Sie sah ihm nach, wie er im Badezimmer verschwand. Er hatte trotz der Eile Zeit gefunden, eine Pyjamahose überzuziehen - die ihm, wie Hermine fand in äußerst dekorativer Weise um die Hüften hing.
Als er aus der Dusche kam, warteten im Schlafzimmer schon zwei, mit dampfendem, aromatisch duftendem Kaffee gefüllten Tassen darauf, ausgetrunken zu werden.
Hermine stand am Fenster und sah hinaus auf die nebelverhangenen Ländereien.
„Kommst du?", sagte Snape, der sich bequem an das Kopfende gelehnt, wieder im Bett niedergelassen hatte, und hob einladend die Bettdecke an.
Hermine drehte sich um und sah ihn einen Moment lang unschlüssig an. Als er fragend die Augenbrauen hochzog, stieg sie rasch aus ihren Schuhen, und schlüpfte unter die Decke.
Schweigend saßen sie nebeneinander und tranken ihren Kaffee.
„Sollte ich es tatsächlich geschafft haben, Miss Granger - die hartnäckigste, verwegenste und charmanteste Plaudertasche die ich kenne - mundtot zu machen?", fragte Snape plötzlich in die Stille hinein.
Hermine sah ihn lange und abschätzend an.
„Bitte sag was!", seufzte Snape.
„Soll das heißen..., ich habe tatsächlich Redeerlaubnis?", sagte Hermine schnippisch.
„Hermine!", sagte Snape vorwurfsvoll.
„Ich frage ja nur – zur Sicherheit", sagte Hermine kühl.

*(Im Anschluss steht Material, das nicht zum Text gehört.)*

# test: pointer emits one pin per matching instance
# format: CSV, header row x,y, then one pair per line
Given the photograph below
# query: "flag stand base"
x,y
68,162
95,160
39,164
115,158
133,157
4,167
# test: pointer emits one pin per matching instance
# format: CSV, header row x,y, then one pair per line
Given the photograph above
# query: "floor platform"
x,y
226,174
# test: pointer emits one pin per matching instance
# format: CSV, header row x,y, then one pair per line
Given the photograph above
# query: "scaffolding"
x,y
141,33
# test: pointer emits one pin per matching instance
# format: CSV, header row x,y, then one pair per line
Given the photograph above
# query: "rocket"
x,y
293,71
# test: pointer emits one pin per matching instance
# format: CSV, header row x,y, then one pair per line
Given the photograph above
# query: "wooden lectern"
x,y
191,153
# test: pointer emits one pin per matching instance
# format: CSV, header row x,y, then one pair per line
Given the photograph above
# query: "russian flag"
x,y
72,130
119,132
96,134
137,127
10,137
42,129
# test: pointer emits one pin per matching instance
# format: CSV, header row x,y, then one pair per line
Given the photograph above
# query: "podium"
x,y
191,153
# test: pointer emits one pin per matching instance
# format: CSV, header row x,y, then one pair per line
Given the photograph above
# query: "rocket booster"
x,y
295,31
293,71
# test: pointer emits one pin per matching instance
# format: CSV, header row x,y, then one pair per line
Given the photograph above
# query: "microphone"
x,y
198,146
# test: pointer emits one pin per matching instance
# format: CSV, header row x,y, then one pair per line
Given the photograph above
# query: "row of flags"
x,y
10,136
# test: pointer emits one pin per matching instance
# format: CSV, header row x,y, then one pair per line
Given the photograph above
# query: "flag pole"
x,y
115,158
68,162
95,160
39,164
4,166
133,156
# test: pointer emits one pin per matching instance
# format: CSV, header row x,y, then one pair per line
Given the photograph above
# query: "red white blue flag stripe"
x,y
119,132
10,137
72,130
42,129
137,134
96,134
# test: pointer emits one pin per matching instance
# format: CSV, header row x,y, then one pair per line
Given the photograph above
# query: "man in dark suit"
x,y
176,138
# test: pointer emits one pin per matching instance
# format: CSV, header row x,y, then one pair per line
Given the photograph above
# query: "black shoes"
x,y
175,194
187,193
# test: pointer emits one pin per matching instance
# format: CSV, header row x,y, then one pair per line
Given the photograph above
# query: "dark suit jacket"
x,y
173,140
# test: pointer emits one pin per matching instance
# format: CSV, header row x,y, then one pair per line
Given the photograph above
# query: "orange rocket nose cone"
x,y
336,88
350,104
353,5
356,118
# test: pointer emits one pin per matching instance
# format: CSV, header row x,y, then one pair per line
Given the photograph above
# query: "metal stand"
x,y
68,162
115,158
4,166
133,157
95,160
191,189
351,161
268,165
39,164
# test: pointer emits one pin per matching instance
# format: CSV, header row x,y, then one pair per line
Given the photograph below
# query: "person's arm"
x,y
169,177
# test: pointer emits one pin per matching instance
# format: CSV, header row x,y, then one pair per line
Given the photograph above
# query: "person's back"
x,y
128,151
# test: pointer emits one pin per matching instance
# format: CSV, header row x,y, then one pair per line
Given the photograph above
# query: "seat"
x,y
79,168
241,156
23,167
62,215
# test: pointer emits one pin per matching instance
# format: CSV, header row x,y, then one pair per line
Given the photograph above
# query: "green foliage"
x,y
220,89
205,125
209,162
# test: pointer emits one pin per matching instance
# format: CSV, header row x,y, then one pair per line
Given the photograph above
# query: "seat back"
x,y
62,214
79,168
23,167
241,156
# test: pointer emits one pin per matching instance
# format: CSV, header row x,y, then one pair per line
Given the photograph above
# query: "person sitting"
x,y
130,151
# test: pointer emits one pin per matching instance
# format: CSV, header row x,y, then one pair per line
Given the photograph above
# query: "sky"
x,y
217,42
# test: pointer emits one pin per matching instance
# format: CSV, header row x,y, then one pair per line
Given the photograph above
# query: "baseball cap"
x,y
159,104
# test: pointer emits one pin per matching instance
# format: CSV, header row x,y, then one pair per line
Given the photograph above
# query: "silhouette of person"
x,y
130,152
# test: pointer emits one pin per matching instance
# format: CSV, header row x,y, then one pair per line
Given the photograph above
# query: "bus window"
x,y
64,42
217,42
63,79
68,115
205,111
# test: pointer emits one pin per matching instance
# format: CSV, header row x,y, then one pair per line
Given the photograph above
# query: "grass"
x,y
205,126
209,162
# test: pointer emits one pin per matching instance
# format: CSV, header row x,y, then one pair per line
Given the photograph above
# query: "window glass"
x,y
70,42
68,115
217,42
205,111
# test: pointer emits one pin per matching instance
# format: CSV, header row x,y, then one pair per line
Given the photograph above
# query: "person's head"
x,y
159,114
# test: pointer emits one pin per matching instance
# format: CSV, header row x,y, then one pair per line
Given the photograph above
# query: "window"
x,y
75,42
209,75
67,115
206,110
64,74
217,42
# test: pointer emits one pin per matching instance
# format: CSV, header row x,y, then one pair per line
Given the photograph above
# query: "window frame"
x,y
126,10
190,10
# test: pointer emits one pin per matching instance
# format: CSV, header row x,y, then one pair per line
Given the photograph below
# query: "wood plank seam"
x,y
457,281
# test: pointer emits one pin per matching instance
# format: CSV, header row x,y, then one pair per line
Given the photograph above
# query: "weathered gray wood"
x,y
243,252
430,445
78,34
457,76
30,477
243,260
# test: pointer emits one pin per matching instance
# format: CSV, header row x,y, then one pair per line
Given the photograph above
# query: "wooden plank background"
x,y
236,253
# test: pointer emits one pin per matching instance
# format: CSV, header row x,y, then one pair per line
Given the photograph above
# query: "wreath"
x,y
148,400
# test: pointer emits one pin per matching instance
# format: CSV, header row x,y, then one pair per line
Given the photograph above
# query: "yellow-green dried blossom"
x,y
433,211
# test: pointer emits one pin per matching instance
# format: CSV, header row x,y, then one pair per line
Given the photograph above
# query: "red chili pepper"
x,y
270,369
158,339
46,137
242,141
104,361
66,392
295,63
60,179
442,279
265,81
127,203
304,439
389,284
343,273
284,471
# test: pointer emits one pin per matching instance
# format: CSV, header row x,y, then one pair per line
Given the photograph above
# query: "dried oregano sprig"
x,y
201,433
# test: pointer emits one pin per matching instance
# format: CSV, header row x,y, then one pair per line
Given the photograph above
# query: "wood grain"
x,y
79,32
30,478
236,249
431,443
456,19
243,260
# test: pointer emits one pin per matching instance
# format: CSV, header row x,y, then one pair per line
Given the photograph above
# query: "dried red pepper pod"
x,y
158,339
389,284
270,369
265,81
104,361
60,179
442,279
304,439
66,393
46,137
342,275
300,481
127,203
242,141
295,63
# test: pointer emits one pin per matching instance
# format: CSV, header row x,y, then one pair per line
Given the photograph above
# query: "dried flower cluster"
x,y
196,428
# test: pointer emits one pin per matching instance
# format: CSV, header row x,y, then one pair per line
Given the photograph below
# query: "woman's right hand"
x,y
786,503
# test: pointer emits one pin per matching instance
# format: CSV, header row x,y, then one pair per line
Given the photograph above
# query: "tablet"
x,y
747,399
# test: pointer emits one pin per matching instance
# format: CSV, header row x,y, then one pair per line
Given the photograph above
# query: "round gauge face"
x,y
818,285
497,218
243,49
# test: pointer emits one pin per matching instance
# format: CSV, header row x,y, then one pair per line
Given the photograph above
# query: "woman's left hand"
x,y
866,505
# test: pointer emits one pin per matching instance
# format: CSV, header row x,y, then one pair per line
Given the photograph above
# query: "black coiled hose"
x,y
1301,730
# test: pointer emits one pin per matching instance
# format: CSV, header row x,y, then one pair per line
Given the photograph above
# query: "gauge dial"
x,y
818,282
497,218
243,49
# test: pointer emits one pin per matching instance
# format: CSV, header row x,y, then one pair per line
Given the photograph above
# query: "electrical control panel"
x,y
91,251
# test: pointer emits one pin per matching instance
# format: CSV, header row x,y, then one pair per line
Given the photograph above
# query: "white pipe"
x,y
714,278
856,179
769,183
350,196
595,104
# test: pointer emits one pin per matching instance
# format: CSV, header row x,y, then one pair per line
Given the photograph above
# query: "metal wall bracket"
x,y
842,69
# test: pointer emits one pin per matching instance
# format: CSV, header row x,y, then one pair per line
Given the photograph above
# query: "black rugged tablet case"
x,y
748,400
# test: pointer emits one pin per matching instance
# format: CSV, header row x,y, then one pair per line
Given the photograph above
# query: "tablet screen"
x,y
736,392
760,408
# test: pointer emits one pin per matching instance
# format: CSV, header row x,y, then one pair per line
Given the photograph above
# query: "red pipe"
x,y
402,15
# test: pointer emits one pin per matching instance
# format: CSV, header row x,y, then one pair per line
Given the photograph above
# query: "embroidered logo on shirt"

„Nun hör mal wieder auf zu schmollen", sagte Snape etwas ungehalten.
Hermine wandte den Kopf ab und verschränkte wütend die Arme vor der Brust.
„Was, zum Teufel, muss ich denn tun, damit du dich wieder einkriegst?", sagte Snape und blickte sie finster an.
Hermine blieb stumm und blickte weiter starr geradeaus, aber Kinn begann verdächtig zu zittern.
„Ich habe bereits gesagt, dass es mir leid tut", knurrte Snape. „Was willst du noch? Soll ich auf die Knie fallen, und dir die Füße küssen?"
„Du bist so was von gemein!", keuchte Hermine und drehte sich noch weiter um, so dass sie ihm den Rücken zuwandte. Sie kauerte sich am hohen Kopfende des Bettes zusammen, und vergrub ihren Kopf in den Armen.
Snape fühlte sich unangenehm an die Horrorszenen bei ihrer Auseinandersetzung in seinem Büro erinnert, und versuchte es zähneknirschend noch einmal mit Schadensbegrenzung, um eine derartige Eskalation diesmal zu vermeiden.
„Jetzt komm schon, Hermine!", sagte er so freundlich, wie er es fertig brachte. „Bitte - verzeih mir! Können wir das Ganze nicht einfach vergessen?"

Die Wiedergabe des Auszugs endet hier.